I know it’s difficult not to brush your cheek up against the cheery feathers, but let’s keep animal feces away from your face. What do you say? Good, we’re in agreement on that. This is also something to be aware of if you handle fresh eggs. Clean those hands, my friends. While we’re on the subject of egg, let’s talk about that.
How Do You Know If an Egg Is Still Good to Eat?
- Eggs should be thrown out if they are heavily soiled.
- A powdery substance, or a slime, on the shell means it’s time for the trash.
- If it smells rotten when cracked, don’t eat it.
- A cracked shell is a bad egg.
- For store bought, pay attention to the handy expiration or pack dates.
Anyway, let’s get off the eggs and back to the chickens. I mean, they did come first… At least in this article.
Oftentimes, people purchase baby chickens to raise at home for a fun adventure. I’m not saying that’s a good idea or a bad one. I am thinking that it should not be an impulse buy. No animals should be brought home on the spur of the moment. Have some patience and do the research.

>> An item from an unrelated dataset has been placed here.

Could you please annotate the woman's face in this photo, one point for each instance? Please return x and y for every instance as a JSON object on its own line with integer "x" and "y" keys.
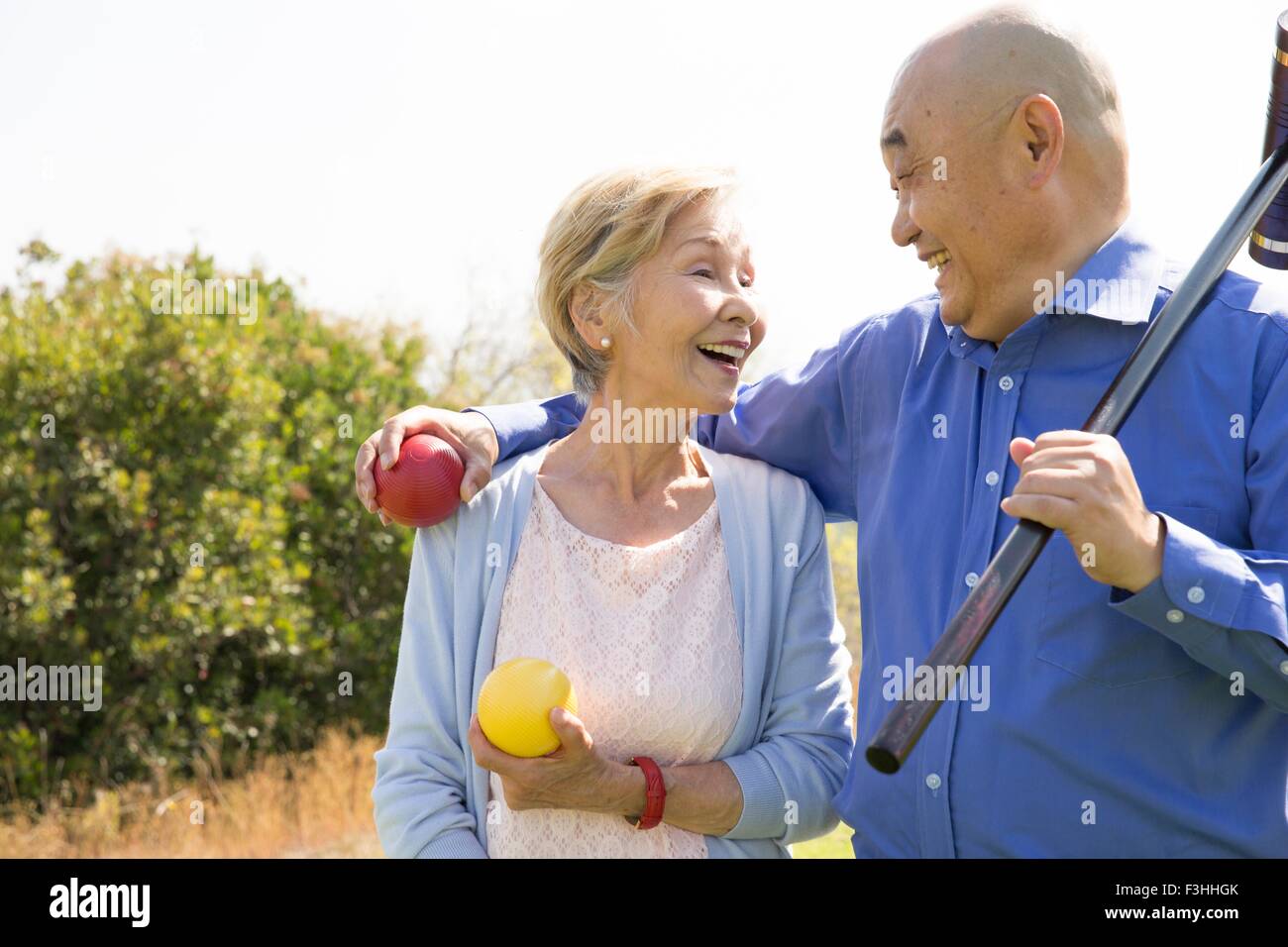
{"x": 697, "y": 315}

First, you need to look at where your chicks will be raised if you’re considering bringing them home. Will they have the option to roam? Does that option include the run of your house? If it does, that’s a bad idea. It’s not just the chick’s safety that needs to be thought about, but your own. You don’t want feces contaminating where you live. If you happen to touch your face often, like most children do, then its not just your kitchen that you’ll want to keep livestock free and clear of. Anywhere you are likely to occupy in casual living should be a chick-free zone. Really, it should be a farm animal free area all together.
You’ll need to keep chickens in enclosures. That area should be theirs, and you’ll have to follow protocol when you exit. Don’t cuddle with them, wash any infectants away before you track them through your household, and teach your kids the rules as well.
If this sounds like a lot of work, then farm animals aren’t really for you. That’s okay. There are other safe ways to participate in animal baby meet-and-greets. Again, just follow the guidelines listed after those wonderful activities and you’ll be fine.
If it’s a bit too late for this information and you’re starting to feel sick up to 72 hours after exposure, its time to see a doctor. It could be nothing, or you could be infected with Salmonella. The list of symptoms for Salmonella ranges from headaches to fevers, and stomach pains to vomiting. A medical professional will be able to give you a diagnosis as well as monitor your progress.
According to one 2015 study of Australia, there were 90,833 cases of Salmonella included 4,312 hospitalizations, and 19 deaths. These were likely caused by gastroenteritis from Salmonella poisoning. Trends show Salmonella will continue to be a problem. In fact, it has been am issue since we went from nomadic to pastoral.
So, make your foods safe and prevent your backyard chickens from exposing your family to this costly food borne disease – and stay away from the Backyard Chickens Salmonella Australia outbreak.